Having posted a series of 360-degree videos on its YouTube channel since early last year, the Ministry of Transportation and Communications took the concept a few steps further with Taiwan Traveler, a dedicated Web site featuring dozens of lengthy 360-degree videos, with integrated maps, of popular tourism destinations.
The ministry considers its NT$90 million (US$3.22 million) collaboration with Taiwan AI Labs to be a “new model for tourism,” but not everyone sees it the same way.
Taiwan People’s Party Legislator Ann Kao (高虹安) on July 25 blasted the project as a “waste of people’s hard-earned money,” especially egregious as it was built using funds from the COVID-19 relief budget intended to help battling physical industries.
Unfortunately, funneling money into inconsequential high-tech projects seems to be a favorite pastime of many government agencies.
In pursuit of buzzword goals such as “digital transformation” or “virtual-physical integration,” officials believe it is their duty to create projects using the latest technologies. They seem to prioritize the hottest tech for its own sake, with little thought for basic questions such as for whom or what purpose the project is intended.
To further this point, Kao criticized another of the ministry’s failed projects: a traffic integration app called Umaji (遊買集) that was launched in 2018. About NT$150 million and 23,000 downloads later, the ministry in May last year removed Umaji from app stores and government Web sites, promising that after revisions it would be “even better than Google Maps.” The app is still down.
Of course, the transportation ministry is not the only one entranced by trendy tech.

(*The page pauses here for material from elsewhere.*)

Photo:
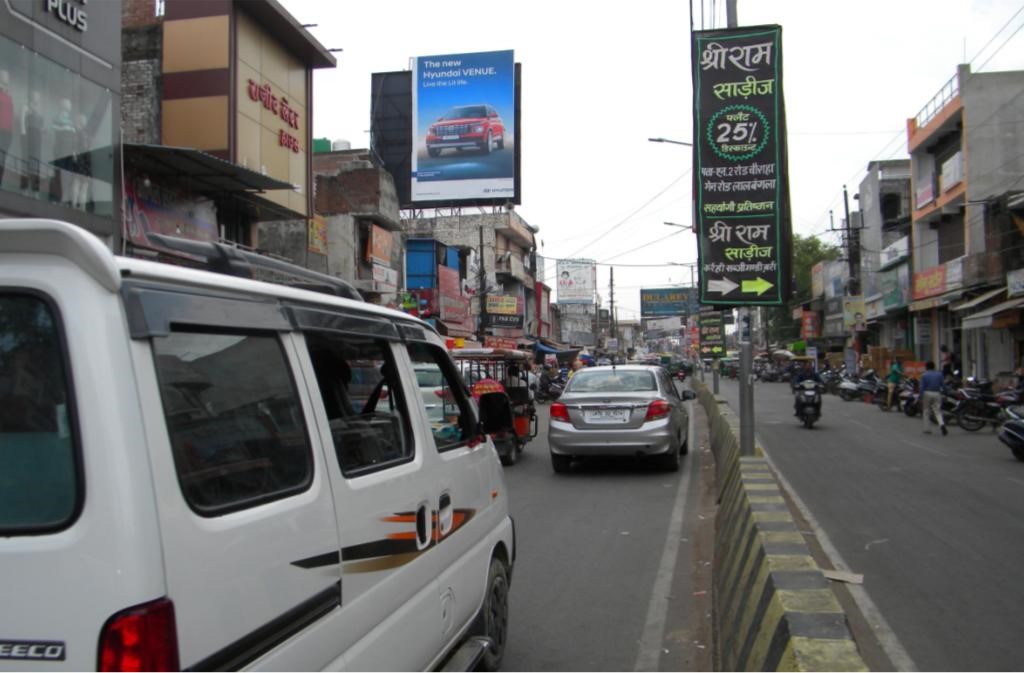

The Taipei City Government seems particularly enthralled with apps, as an investigation by Taipei City Councilor Yang Ching-yu (楊靜宇) showed in May.
Over the past few years, the city has created a shocking 71 apps for a total of more than NT$22 million, 54 of which have been taken down. One app, created by the Taipei Department of Information and Tourism to promote riverside attractions in Tamsui District (淡水), was taken down after only 66 days, costing the city NT$990,000.
That is not to mention the redundant TaipeiPASS (台北通) app that Taipei Mayor Ko Wen-je (柯文哲) has been desperately promoting as an alternative to existing federal systems for real-name and vaccine registration.
What many officials fail to realize is that the real work of “digitization” is rarely as flashy as a 360-degree video site or a perfectly tailored app. Often what people really need are better versions of existing technologies and integration across systems.
For example, instead of defaulting to an app, the Taipei City Government should first discern where people already go for the same information and work to improve it. In many cases, this would mean redesigning clunky Web sites or working within existing platforms, such as promoting Tamsui attractions through news media or even just on Facebook.
Amid the many changes forced by the COVID-19 pandemic, new buzzwords are being bandied about. Officials are struck by a renewed urgency to adapt to the “new normal” of pervasive digitization, yet little consideration seems to be going into what this would mean after the pandemic, despite claims to the contrary.
For instance, the transportation ministry said it is “preparing for a new model of tourism after the pandemic” as people’s habits shift online, yet what exactly does it envision this new paradigm to be? If anything, people would be itching to go traveling in person, and when that happens, an obscure Web site full of videos — however cool they might be — will not help domestic tourism.